Klepach was delighted to have the students look at the browntail moth data for the datathon. After all, the stakes were high. The Waterville City Council voted to allocate $100,000 last year and $50,000 this year to combat the problem, which they declared a public health nuisance through the Maine Center for Disease Control.
“The problem is growing exponentially right now,” Klepach remembers telling other councilors. “We just came out of a pandemic, so you know what exponential growth means. This could be a massive issue. We need to be prepared for it, and to do that, we need to collect data and develop a treatment strategy.”
A nine-hour data marathon
That’s where the students, and the datathon, come into play. At 8 a.m. Saturday, Sept. 24, in the basement of the F.W. Olin Science Center, Stent gave them the data and a deadline.
“They had nine hours to do useful things,” Stent said.

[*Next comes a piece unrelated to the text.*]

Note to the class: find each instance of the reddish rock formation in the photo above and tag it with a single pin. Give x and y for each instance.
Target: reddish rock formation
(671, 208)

The students were assisted by Stent, Emmett Smith ’24 and Max Jacobs ’24 of Colby’s student-run data science club, Davis AI Postdoctoral Associate Tahiya Chowdhury, and Christopher Peter Makris, a data science manager from Dataiku. With their help, students focused on cleaning the data, creating a reproducible pipeline for combining the different data sources, visualizing the data, and making predictive models. They were asked to consider the interests of different stakeholders, such as a Waterville resident, a city councilor, or an arborist.

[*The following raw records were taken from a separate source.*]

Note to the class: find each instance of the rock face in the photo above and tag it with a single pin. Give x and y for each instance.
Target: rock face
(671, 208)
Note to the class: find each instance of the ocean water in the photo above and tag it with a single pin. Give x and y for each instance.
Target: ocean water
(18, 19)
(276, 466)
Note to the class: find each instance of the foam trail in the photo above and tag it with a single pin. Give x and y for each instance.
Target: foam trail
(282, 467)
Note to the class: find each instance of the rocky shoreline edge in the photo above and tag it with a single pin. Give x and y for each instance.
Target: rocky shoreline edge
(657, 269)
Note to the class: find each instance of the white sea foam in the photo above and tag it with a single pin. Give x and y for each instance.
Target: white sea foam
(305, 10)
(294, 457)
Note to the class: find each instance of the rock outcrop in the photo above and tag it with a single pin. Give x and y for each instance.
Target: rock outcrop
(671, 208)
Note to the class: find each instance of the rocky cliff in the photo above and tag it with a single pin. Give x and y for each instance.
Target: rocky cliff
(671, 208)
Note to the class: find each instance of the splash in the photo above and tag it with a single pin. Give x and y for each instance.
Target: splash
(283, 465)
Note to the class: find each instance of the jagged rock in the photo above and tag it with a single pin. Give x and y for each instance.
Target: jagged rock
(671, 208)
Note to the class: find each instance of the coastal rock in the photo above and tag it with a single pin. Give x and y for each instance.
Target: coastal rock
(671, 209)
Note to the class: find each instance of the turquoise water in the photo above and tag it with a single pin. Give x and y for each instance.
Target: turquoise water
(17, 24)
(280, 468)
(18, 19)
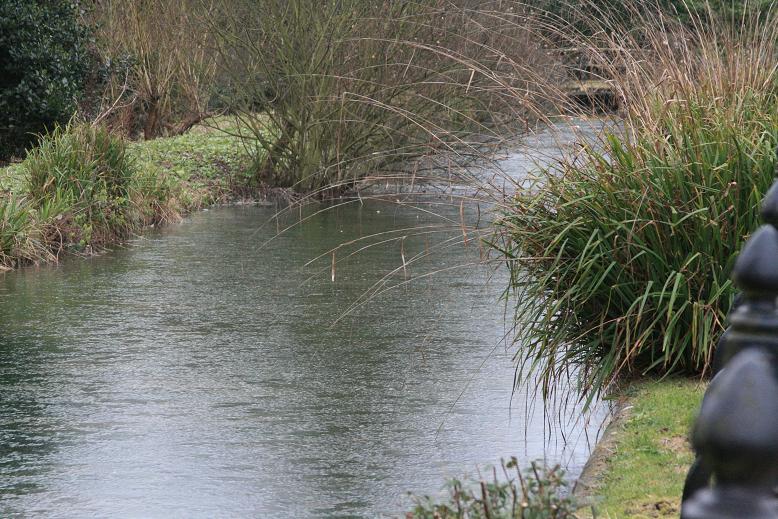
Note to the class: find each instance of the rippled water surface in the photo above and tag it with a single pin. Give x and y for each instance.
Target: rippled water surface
(196, 374)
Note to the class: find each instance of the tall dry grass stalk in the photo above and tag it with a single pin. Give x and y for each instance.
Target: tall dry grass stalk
(161, 64)
(348, 89)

The students dove right in, with the goal of preparing a presentation by 5 p.m. that day. The AI they were using to work with the data is what Stent calls “small AI,” or machine learning, which involves teaching a computer how to find its own patterns in data. This kind of AI is ubiquitous right now, she said.
“It’s in your thermostat in your house, in the newspaper articles that you’re shown when you wake up, in the way the McDonald’s worker is scheduled for work and called into work. The assessment of people in hospitals, and their healthcare decisions, and the way that education metrics are created,” she said.
Although some of their conclusions were not ultimately pertinent—the distance to water connection was a red herring, caused by the fact that much of Waterville’s municipal land is close to water—others were, Klepach said.
“I was pretty impressed by what they were able to do in a day. I worked on that data for weeks and months, and given the extremely short period of time they had, it was pretty interesting what they did,” he said. “It was a first pass for those students to begin thinking about the problem, and we identified some students who were really talented and interested in it.”
Baron Wang ’24, one of the participating students, was on the team that won an award for the best usage of Dataiku. “Overall, I would say the datathon was a fun, topical, and intellectually challenging experience that I would definitely recommend to other people,” he said. “I like how the professors and the assistants were able to offer help and clarification whenever we were stuck.”
Wang decided to participate because he saw an opportunity to gain real-world experience with his data-analysis skills, and he’s glad he did.
“It was more than worthwhile, and we learned a lot about browntail moth caterpillars,” he said.